Comedy career
- Medium: Stand-up actor writer

= Benjamin Crellin =

Benjamin Crellin is a New Zealand comedian, actor and writer.

==Comedy==
He began his comedy career at 18 years old after attending the National Youth Drama School in the Hawkes Bay. He had originally signed up for an improv class but ended up attending a stand up class instead.
Crellin is mostly known for his dark stand up that addresses social-political and taboo topics. He has been described as being “like a cross between Lenny Bruce and Dennis Leary with an angry smart guy vibe that is all his own".

Crellin received the maximum allowable amount of four nominations for the Billy T Award comedy award in 2000, 2001, 2002 and 2003. Crellin won "Best Artist Achievement 2004" at the New Zealand Comedy Awards. In 2009, Crellin won the 3rd edition of Radio New Zealand’s Stand up and be counted in which competitors were taken to a random location a few hours before the live show, then they wrote 6 minutes of comedy material based on the location. Also in 2009, Crellin was nominated for the New Zealand Comedy Guild Awards Andrew Kovacevich memorial cup.

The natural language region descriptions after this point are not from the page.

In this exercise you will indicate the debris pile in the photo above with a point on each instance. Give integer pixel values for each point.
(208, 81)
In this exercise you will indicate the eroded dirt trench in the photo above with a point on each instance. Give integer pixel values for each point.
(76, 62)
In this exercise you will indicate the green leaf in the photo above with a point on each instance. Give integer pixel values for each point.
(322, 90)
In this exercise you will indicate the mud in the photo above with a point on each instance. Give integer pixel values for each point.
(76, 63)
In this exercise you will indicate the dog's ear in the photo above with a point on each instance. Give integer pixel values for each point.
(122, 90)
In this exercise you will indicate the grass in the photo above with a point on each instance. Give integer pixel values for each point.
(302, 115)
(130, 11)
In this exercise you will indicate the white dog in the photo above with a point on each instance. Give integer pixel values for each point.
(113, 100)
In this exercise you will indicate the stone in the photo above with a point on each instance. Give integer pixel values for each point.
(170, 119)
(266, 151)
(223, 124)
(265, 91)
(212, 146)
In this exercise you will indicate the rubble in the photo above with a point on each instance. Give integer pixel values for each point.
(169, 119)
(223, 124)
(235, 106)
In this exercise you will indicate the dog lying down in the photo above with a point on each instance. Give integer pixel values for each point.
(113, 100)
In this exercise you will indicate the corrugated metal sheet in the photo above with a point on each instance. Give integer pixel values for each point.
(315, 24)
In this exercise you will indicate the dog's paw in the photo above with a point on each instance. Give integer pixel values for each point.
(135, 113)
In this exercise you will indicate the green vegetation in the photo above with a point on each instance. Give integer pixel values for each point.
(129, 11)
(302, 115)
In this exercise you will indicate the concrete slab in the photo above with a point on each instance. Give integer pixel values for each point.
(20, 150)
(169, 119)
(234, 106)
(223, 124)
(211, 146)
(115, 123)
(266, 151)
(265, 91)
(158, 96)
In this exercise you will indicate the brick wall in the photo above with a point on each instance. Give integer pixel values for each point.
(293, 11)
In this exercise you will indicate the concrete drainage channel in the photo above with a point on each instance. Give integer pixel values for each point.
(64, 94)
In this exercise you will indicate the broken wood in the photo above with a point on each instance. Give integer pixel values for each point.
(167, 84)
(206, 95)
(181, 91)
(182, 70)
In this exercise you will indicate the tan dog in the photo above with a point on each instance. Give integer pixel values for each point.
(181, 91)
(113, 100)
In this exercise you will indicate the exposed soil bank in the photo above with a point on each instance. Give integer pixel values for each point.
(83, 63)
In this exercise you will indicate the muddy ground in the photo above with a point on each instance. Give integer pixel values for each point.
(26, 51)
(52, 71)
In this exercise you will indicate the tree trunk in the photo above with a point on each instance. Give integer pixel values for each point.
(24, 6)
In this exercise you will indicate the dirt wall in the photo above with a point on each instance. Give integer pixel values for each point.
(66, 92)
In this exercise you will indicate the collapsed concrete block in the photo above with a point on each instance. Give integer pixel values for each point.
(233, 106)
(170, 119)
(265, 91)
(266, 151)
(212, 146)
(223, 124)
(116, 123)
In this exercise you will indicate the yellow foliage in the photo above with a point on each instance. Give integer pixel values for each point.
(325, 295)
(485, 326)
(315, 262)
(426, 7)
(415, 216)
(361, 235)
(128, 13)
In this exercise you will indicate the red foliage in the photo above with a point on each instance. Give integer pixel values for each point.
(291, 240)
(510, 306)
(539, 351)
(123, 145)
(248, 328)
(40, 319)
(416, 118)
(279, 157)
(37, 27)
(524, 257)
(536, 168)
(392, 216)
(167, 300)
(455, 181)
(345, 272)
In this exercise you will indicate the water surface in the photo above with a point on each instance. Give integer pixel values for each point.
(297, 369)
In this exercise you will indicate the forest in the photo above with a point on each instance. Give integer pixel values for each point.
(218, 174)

Crellin co-authored his first book with Lee Baker entitled, Way Of The Jafa, a comprehensive guide to Auckland and Aucklanders. Published by Hachette New Zealand Ltd, in July 2004.

==TV appearances==
Crellin has appeared on New Zealand Television, including four Billy T Award showcase performances in 2000, 2001, 2002 and 2003, as well as 7 episodes of Pulp Comedy and 6 appearances for The International Comedy Festival Gala. His gala routine in 2004 portrayed Paul Holmes as Gollum and was featured on the show Eating Media Lunch as one of the best media moments of 2004. In Europe Benjamin performed as a guest comedian on the Dutch television show Raymond is Laat.